Modern lower limb prostheses neither measure nor incorporate healthy residual leg information for intent recognition or device control. In order to increase robustness and reduce misclassification of devices like these, we propose a vision-based solution for real-time 3D human contralateral limb tracking (CoLiTrack). An inertial measurement unit and a depth camera are placed on the side of the prosthesis. The system is capable of estimating the shank axis of the healthy leg. Initially, the 3D input is transformed into a stabilized coordinate system. By splitting the subsequent shank estimation problem into two less computationally intensive steps, the computation time is significantly reduced: First, an iterative closest point algorithm is applied to fit circular models against 2D projections. Second, the random sample consensus method is used to determine the final shank axis. In our study, three experiments were conducted to validate the static, the dynamic and the real-world performance of our CoLiTrack approach. The shank angle can be tracked at 20 Hz for one sixth of the entire human gait cycle with an angle estimation error below \(2.8\pm 2.1^{\circ }\). Our promising results demonstrate the robustness of the novel CoLiTrack approach to make “next-generation prostheses” more user-friendly, functional and safe.

现代的下肢假体既不能测量也不能合并健康的残肢信息以进行意图识别或设备控制。
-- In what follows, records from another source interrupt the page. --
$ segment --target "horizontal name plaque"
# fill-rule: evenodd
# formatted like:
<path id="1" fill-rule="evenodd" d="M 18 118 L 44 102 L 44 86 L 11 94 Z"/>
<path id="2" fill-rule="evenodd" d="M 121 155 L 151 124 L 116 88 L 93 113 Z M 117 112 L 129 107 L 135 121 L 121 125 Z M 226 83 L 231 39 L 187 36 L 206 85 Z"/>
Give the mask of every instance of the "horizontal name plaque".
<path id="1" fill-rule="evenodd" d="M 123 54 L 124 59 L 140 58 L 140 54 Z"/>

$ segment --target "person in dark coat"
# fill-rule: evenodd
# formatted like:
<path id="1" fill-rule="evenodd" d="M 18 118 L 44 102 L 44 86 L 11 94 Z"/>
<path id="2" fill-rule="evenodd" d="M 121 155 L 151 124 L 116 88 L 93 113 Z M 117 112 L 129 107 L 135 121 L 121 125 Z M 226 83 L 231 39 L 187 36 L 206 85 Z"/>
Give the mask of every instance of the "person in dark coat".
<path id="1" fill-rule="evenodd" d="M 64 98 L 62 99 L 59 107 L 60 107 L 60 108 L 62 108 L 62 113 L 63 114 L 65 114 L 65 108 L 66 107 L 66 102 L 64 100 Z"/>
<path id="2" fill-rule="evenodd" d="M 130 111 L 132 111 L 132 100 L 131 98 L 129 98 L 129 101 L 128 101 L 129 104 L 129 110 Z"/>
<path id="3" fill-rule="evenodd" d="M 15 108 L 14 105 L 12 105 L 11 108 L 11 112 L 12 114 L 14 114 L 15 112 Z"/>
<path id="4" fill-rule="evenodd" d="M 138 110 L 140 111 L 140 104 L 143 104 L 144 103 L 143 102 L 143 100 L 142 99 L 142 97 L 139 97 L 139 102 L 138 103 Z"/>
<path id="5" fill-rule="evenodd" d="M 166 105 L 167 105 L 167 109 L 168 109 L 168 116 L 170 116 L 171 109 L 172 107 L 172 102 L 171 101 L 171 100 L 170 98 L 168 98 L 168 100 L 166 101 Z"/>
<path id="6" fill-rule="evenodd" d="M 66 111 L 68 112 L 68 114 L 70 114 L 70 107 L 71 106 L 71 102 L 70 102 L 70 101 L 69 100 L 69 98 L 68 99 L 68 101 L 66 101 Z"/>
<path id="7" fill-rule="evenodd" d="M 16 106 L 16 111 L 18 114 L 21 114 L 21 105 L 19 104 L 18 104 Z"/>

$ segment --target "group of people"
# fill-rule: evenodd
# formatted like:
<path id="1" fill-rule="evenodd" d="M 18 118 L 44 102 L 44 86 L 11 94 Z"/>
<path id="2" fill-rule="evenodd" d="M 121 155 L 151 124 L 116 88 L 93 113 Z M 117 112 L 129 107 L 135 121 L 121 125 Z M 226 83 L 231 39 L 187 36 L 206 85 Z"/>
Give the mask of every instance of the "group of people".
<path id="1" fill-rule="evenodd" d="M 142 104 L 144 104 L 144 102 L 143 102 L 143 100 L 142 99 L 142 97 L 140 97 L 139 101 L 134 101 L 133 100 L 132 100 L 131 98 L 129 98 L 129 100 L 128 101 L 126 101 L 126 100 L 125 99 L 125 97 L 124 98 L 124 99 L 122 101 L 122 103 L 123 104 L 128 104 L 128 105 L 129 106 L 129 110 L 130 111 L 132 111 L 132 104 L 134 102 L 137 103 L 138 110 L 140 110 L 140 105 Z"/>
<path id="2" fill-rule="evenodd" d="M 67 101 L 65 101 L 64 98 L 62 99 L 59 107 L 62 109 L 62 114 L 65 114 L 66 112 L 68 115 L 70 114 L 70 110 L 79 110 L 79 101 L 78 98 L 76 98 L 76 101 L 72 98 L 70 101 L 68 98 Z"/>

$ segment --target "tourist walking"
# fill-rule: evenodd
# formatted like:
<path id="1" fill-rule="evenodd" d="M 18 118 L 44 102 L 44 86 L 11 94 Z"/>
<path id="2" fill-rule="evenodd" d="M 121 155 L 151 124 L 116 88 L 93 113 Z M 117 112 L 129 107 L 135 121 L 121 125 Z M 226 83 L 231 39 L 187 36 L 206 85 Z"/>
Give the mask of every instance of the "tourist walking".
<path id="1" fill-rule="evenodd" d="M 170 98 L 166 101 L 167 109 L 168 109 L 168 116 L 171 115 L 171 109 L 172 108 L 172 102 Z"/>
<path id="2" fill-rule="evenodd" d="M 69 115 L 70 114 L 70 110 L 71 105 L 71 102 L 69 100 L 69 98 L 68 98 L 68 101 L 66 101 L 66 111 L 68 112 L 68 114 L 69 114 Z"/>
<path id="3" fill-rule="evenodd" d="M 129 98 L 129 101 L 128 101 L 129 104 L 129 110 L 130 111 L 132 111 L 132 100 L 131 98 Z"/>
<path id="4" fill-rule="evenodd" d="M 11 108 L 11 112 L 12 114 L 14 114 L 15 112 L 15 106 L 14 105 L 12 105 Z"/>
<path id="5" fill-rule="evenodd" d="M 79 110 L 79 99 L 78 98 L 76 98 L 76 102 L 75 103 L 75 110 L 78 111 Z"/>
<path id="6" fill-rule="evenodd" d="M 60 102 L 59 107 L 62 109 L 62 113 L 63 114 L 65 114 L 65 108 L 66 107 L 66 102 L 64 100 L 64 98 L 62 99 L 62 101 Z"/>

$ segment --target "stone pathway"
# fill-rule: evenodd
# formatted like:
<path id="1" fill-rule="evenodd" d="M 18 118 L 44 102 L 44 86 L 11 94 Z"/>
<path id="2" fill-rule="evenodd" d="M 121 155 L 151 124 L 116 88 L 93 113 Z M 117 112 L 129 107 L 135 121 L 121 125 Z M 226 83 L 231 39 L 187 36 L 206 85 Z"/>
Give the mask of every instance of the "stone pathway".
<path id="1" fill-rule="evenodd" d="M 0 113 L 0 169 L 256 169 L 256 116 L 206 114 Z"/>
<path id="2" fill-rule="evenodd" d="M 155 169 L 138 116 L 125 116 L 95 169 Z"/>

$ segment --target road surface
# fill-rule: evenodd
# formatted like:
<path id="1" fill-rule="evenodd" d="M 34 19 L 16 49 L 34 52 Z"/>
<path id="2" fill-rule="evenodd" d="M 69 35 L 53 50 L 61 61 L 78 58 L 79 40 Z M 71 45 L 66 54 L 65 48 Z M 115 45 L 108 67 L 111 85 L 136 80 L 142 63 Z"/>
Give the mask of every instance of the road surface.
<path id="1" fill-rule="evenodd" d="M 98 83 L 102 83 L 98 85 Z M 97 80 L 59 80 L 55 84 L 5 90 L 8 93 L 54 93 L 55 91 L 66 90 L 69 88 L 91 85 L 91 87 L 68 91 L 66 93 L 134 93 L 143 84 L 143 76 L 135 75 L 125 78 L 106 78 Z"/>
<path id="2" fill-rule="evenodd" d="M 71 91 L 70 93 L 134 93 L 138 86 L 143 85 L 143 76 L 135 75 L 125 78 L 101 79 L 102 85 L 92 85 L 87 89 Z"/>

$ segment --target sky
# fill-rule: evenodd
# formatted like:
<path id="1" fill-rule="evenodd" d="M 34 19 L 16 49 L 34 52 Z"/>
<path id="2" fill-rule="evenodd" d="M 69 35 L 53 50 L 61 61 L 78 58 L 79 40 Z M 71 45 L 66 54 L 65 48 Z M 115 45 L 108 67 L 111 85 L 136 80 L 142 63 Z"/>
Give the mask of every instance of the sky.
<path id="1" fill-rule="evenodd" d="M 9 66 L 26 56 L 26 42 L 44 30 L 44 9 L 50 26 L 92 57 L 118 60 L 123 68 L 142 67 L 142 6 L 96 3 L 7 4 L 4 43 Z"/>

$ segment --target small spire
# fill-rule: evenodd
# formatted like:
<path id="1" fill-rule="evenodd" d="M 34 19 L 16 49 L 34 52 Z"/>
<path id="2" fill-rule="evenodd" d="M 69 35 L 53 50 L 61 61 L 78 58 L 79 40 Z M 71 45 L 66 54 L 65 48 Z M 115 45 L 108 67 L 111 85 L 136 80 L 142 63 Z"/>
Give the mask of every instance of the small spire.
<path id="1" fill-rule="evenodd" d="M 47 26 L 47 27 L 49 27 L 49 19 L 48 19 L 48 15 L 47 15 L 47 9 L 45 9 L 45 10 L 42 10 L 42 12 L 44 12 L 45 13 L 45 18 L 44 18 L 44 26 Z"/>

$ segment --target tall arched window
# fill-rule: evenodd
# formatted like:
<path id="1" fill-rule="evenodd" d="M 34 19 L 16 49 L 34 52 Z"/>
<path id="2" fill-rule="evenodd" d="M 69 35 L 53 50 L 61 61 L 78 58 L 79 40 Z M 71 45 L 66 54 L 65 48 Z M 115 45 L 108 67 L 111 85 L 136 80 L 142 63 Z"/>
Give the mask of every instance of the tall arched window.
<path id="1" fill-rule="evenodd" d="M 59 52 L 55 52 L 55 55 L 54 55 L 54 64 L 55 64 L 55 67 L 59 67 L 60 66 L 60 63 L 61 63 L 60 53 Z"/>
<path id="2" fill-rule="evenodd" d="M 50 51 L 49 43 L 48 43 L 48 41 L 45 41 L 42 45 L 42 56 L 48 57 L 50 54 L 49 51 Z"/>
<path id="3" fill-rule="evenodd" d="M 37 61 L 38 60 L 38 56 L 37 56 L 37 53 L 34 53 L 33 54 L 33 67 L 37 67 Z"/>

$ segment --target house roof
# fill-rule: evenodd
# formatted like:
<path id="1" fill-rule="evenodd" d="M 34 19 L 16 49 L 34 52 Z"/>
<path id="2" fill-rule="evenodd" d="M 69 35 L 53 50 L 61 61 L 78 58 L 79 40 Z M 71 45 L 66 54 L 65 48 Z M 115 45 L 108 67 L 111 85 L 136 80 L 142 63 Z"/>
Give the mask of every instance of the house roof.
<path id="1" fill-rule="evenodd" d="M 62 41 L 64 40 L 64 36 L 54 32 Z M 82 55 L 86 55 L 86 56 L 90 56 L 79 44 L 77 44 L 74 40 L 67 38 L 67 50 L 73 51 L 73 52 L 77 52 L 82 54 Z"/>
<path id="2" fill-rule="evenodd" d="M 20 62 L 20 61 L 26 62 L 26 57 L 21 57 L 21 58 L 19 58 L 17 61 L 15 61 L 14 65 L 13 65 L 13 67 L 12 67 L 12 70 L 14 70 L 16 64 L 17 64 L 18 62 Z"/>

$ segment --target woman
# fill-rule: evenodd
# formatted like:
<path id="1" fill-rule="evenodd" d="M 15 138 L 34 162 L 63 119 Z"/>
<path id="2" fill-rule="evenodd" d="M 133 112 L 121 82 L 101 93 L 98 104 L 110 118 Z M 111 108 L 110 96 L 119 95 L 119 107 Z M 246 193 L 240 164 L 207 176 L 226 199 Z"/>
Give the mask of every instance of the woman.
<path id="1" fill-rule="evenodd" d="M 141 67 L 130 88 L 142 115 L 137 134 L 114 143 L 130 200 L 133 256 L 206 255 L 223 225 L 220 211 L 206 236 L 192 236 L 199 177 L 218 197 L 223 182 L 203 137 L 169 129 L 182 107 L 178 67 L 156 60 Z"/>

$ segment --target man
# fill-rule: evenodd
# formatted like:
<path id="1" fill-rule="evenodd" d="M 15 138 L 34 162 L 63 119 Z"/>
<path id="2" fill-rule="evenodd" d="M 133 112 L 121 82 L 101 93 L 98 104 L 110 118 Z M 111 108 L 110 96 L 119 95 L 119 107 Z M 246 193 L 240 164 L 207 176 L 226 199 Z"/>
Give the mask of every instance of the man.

为了提高鲁棒性并减少此类设备的误分类，我们提出了一种基于视觉的实时3D人类对侧肢体跟踪（CoLiTrack）解决方案。惯性测量单元和深度相机放置在假体的侧面。该系统能够估计健康腿的小腿轴线。最初，将3D输入转换为稳定的坐标系。通过将随后的小腿估计问题分成两个计算量较小的步骤，可显着减少计算时间：首先，采用迭代最近点算法对2D投影拟合圆形模型。第二，随机样本一致性方法用于确定最终的柄轴。在我们的研究中，进行了三个实验来验证CoLiTrack方法的静态，动态和真实性能。整个人体步态周期的六分之一可以以20 Hz的频率跟踪小腿角度，角度估计误差低于\（2.8 \ pm 2.1 ^ {\ circ} \）。我们令人鼓舞的结果证明了新颖的CoLiTrack方法的健壮性，可以使“下一代假体”更加人性化，功能化和安全化。